Neural Topic Model (NTM) Algorithm - Amazon SageMaker

Neural Topic Model (NTM) Algorithm

Amazon SageMaker NTM is an unsupervised learning algorithm that is used to organize a corpus of documents into topics that contain word groupings based on their statistical distribution. Documents that contain frequent occurrences of words such as "bike", "car", "train", "mileage", and "speed" are likely to share a topic on "transportation" for example. Topic modeling can be used to classify or summarize documents based on the topics detected or to retrieve information or recommend content based on topic similarities. The topics from documents that NTM learns are characterized as a latent representation because the topics are inferred from the observed word distributions in the corpus. The semantics of topics are usually inferred by examining the top ranking words they contain. Because the method is unsupervised, only the number of topics, not the topics themselves, are prespecified. In addition, the topics are not guaranteed to align with how a human might naturally categorize documents.

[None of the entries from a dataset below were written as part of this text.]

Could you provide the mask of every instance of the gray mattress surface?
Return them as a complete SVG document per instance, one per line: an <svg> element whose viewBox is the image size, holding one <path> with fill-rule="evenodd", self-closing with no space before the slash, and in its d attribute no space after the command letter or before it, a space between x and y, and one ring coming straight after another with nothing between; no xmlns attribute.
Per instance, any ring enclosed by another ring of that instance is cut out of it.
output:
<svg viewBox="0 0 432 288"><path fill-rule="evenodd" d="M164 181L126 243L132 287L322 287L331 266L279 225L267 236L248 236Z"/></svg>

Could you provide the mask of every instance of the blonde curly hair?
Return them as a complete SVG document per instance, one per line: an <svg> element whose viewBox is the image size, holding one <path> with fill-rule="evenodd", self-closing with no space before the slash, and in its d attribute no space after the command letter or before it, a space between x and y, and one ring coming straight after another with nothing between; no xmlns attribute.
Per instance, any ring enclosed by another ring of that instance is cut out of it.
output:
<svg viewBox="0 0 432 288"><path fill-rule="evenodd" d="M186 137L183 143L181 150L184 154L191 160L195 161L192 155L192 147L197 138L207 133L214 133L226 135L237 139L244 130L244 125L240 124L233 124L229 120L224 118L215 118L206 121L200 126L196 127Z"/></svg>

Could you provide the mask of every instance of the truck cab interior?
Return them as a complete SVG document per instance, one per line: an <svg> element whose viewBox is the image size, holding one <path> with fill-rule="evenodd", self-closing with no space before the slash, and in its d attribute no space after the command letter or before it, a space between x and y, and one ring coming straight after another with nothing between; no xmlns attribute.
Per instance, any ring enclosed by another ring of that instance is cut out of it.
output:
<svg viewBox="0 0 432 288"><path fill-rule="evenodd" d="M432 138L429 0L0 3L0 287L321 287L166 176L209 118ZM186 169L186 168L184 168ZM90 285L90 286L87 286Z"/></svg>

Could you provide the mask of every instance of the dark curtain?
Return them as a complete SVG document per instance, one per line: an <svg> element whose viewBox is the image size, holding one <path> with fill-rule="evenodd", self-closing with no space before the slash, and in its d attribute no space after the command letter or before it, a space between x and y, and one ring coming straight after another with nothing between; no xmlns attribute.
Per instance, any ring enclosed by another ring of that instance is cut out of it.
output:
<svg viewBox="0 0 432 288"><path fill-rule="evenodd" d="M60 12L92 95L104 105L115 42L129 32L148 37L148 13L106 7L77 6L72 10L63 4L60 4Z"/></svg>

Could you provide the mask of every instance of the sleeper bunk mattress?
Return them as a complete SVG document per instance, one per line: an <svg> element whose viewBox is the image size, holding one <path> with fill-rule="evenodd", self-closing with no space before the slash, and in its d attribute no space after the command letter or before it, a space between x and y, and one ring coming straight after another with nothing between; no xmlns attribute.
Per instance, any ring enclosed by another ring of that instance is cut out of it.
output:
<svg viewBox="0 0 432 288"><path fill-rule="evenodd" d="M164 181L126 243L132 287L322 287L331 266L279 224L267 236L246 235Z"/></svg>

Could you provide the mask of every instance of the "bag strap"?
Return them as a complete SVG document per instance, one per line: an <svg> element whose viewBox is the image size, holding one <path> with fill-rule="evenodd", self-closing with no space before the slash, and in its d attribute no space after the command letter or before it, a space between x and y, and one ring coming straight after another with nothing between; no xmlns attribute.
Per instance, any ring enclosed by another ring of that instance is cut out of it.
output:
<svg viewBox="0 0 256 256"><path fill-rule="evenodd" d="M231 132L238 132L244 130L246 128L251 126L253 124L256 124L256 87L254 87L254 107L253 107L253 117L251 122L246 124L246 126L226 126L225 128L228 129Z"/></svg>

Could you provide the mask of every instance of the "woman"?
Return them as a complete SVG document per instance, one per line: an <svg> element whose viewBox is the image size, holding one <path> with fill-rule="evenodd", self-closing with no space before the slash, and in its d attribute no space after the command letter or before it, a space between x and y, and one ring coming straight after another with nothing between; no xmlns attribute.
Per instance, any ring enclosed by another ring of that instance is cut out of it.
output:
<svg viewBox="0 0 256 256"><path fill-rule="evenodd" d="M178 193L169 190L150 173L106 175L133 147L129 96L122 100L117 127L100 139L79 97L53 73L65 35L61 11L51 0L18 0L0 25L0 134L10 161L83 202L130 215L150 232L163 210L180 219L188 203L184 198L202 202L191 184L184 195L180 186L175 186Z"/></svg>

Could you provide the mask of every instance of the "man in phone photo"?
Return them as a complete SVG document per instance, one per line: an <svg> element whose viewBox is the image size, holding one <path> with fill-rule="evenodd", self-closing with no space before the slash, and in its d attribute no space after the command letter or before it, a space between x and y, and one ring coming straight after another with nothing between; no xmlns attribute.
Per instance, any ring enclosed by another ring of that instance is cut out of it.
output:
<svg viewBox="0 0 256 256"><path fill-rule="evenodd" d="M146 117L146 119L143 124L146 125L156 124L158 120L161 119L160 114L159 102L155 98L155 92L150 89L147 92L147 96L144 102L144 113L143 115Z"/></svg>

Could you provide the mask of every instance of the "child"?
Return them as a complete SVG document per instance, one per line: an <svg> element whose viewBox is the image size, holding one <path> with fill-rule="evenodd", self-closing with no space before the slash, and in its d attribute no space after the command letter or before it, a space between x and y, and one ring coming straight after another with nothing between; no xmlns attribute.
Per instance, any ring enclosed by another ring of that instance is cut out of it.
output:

Topic modeling provides a way to visualize the contents of a large document corpus in terms of the learned topics. Documents relevant to each topic might be indexed or searched for based on their soft topic labels. The latent representations of documents might also be used to find similar documents in the topic space. You can also use the latent representations of documents that the topic model learns for input to another supervised algorithm such as a document classifier. Because the latent representations of documents are expected to capture the semantics of the underlying documents, algorithms based in part on these representations are expected to perform better than those based on lexical features alone.

Although you can use both the Amazon SageMaker NTM and LDA algorithms for topic modeling, they are distinct algorithms and can be expected to produce different results on the same input data.

For more information on the mathematics behind NTM, see Neural Variational Inference for Text Processing.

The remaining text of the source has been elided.